Dependence on sufficient ID samples per batch: When \(\kappa\) is very high (OOD dominant) or batch size is tiny, ID statistics become noisy and K-Means splitting may degenerate. The paper uses structural regularization as a fallback, but performance decreases slightly without it at small batch sizes.
Pre-stored source statistics requirement: Requires offline access to 300 (or at least 50) source samples to calculate \(\mu_S/\sigma_S\), which is not applicable in purely black-box/source-free scenarios.
Verified only on classification + OOD detection: The feasibility of "back-to-source statistics" in dense prediction tasks like segmentation or object detection remains unknown and is a valuable direction for extension.

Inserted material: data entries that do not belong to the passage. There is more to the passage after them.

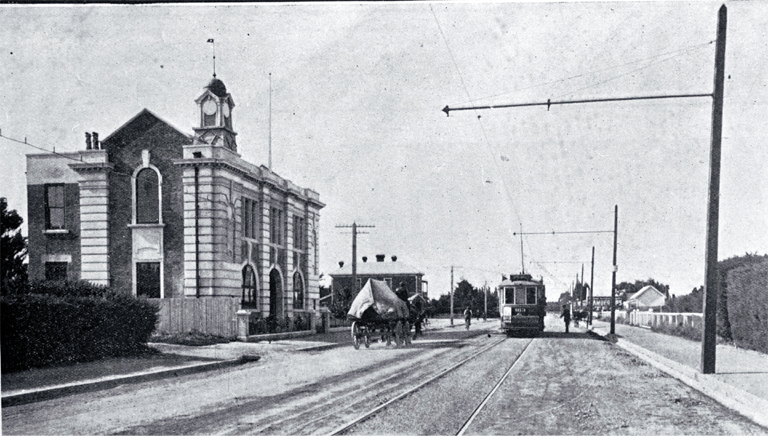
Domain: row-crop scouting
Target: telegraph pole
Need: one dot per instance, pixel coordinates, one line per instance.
(451, 294)
(615, 268)
(354, 227)
(591, 284)
(708, 340)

vs UniEnt (CVPR'24): UniEnt minimizes entropy on pseudo-ID and maximizes it on pseudo-OOD. Ours does not rely on iterative entropy optimization but on "domain compensation → exposing novelty," outperforming it by 4.7% H-score and staying more stable under varying \(\kappa\).
vs CoTTA (CVPR'22): CoTTA updates all parameters and relies on weight/augmentation averaging. Ours updates only 8 prompt tokens, providing better resistance to forgetting and lower computation while natively supporting open-set scenarios.
vs DPCore (ICML'25): DPCore uses a dynamic prompt coreset to remember and replay domains. DOCO does not maintain memory, relying on a "learn-and-propagate per batch" closed loop to handle continual drift, resulting in higher OOD detection AUC (82.7 vs 76.2).
vs Domain Generalization (DG) methods: DG methods aim to remove domain components during training. DOCO is an online, in-process correction during test time that fits existing models without retraining.

Rating¶

Novelty: ⭐⭐⭐⭐⭐ Formally defines OCTTA and uses the "learn from ID, propagate to OOD" closed loop to cleverly decouple domain and semantic shifts.
Experimental Thoroughness: ⭐⭐⭐⭐⭐ ImageNet-C/LAION-C/Closed-set CTTA benchmarks + ablation + sensitivity analysis + visualisations under a rigorous blind test protocol.
Writing Quality: ⭐⭐⭐⭐ Clear motivation, intuitive diagrams, and complete formulas; well-explained causal relationships in the closed loop.
Value: ⭐⭐⭐⭐⭐ Highly relevant to real-world deployment; the method is lightweight (8 tokens, one-step update), plug-and-play, and data-efficient.